A couple of things that,
I’m not using wireless communication but wired communication.
And also, I’m not using a bipolar signal, but a unipolar signal.

(Bipolar: a signal swings between +A volts (or amperes) and -A volts;
Ethernet, USB, Wi-Fi, … are using bipolar signals,
Unipolar: a signal swings between +A volts and 0 volts)

Using a unipolar signal, I am having a difficulties on determining
whether
a signal has a repetition.

A preamble has a typical form of 1, 0, 1, 0, 1, 0, 1, 0, (and data
payload
follows)
and it is mapped into a real signal and received at a receiver: +A+n, n,
+A+n, n, +A+n, n, +A+n, n, (and data payload follows)
(n is very small noise and fluctuation, n can be either negative or
positive)

I think an optical fiber communication might use unipolar signalling,
but
I’m not sure.

Is there anyone already implemented unipolar preamble detection
succesffully, or could anyone give me some hints on mathematical
approach
or something?

Regards,
Jeon.

Hi,

(Bipolar: a signal swings between +A volts (or amperes) and -A volts;
Ethernet, USB, Wi-Fi, … are using bipolar signals,
Unipolar: a signal swings between +A volts and 0 volts)
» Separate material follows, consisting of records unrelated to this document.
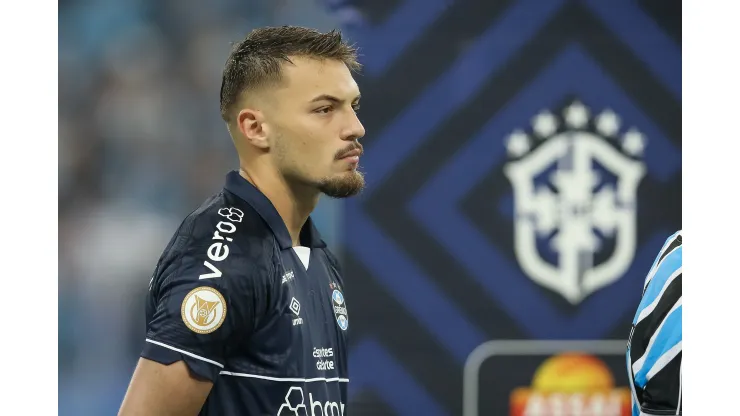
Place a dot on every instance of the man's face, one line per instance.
(315, 129)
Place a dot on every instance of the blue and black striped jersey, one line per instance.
(654, 348)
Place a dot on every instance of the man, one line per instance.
(654, 349)
(246, 312)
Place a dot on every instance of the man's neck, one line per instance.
(292, 203)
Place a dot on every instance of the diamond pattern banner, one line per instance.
(523, 162)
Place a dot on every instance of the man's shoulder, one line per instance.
(224, 238)
(226, 218)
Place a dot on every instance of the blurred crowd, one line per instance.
(141, 145)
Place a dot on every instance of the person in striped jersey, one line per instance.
(654, 346)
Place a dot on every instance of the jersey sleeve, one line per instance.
(205, 302)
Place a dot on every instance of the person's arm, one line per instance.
(164, 390)
(196, 316)
(655, 344)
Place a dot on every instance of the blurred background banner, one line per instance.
(523, 161)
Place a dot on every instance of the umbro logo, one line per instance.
(295, 307)
(288, 276)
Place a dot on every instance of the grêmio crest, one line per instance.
(575, 176)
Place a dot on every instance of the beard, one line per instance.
(344, 186)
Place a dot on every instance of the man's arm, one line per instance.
(164, 390)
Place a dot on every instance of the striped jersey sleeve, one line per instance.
(654, 348)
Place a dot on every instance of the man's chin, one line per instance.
(343, 186)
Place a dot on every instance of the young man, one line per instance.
(654, 351)
(246, 312)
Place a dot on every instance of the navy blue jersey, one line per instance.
(265, 321)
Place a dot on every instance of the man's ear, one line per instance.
(251, 124)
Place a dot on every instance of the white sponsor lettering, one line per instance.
(323, 352)
(295, 405)
(219, 250)
(324, 365)
(326, 408)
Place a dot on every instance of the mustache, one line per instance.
(354, 146)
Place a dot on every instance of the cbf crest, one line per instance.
(575, 177)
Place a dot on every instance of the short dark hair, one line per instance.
(256, 60)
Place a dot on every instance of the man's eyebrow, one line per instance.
(333, 99)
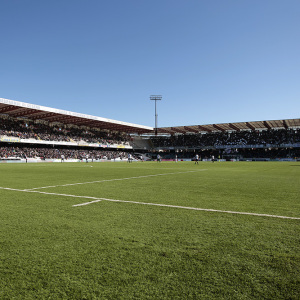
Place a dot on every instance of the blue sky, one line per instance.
(212, 61)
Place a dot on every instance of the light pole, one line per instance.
(155, 98)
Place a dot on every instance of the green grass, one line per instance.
(115, 250)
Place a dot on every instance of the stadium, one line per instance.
(89, 212)
(39, 133)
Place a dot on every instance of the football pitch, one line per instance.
(148, 230)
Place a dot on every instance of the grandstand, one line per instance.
(30, 131)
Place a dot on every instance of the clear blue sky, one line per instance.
(212, 61)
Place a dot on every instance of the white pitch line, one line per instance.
(55, 194)
(116, 179)
(192, 208)
(151, 204)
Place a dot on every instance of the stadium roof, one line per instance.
(256, 125)
(37, 112)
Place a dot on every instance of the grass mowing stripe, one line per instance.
(55, 194)
(152, 204)
(116, 179)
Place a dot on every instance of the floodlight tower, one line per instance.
(155, 98)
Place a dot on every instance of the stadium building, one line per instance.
(36, 133)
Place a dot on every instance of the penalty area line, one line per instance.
(54, 194)
(109, 180)
(97, 199)
(191, 208)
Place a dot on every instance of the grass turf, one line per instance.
(109, 250)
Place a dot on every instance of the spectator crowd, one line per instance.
(266, 137)
(26, 129)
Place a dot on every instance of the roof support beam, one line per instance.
(9, 108)
(218, 128)
(202, 128)
(267, 124)
(190, 129)
(234, 127)
(285, 124)
(250, 126)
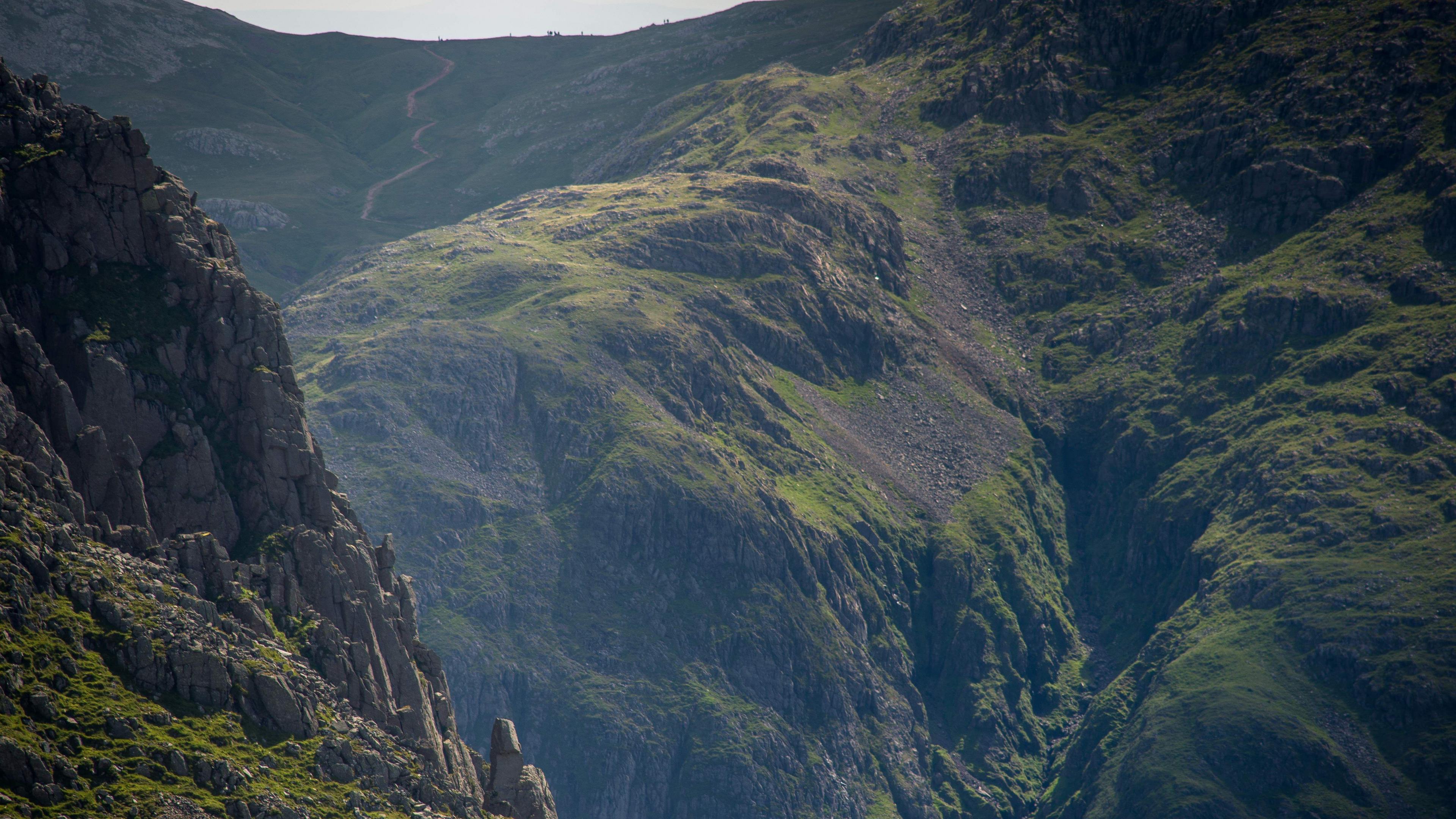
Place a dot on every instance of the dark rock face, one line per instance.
(149, 404)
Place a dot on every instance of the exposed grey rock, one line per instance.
(516, 789)
(219, 142)
(242, 215)
(204, 483)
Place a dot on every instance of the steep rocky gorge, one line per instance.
(1033, 417)
(196, 618)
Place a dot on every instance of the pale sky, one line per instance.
(464, 19)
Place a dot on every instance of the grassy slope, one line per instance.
(634, 392)
(1246, 399)
(518, 114)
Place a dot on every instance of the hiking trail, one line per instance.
(414, 142)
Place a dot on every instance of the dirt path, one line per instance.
(414, 142)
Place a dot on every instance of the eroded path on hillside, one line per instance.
(410, 111)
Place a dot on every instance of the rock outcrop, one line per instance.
(161, 475)
(513, 788)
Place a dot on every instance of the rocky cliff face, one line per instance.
(1027, 420)
(171, 527)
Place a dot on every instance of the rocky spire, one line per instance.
(515, 789)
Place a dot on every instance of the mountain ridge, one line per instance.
(1194, 253)
(196, 618)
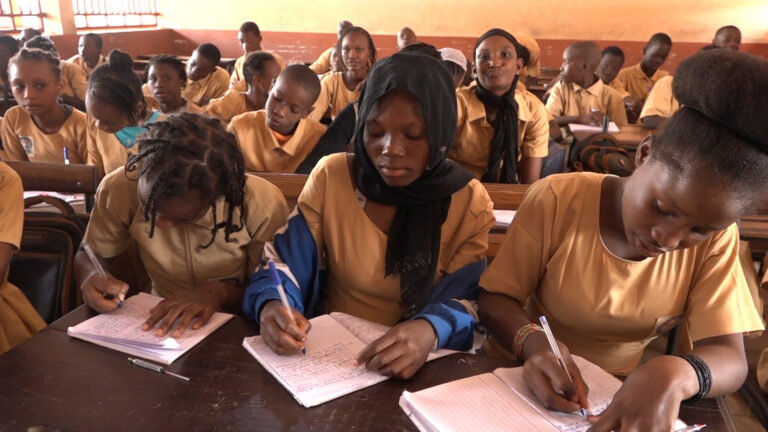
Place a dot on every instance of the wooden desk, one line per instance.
(74, 385)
There is no difference … “0 volt” is just an arbitrary reference
point.

0 <-> +A swing is the same as
-A/2 <-> A/2 swing if you shift your reference …

Ethernet and USB are differential but that’s just to improve signal
integrity / noise immunity and such. At the receiver end, the
differential input buffer essentially compares both and see which one
is higher. (a bit simplified, but that’s the gist of it).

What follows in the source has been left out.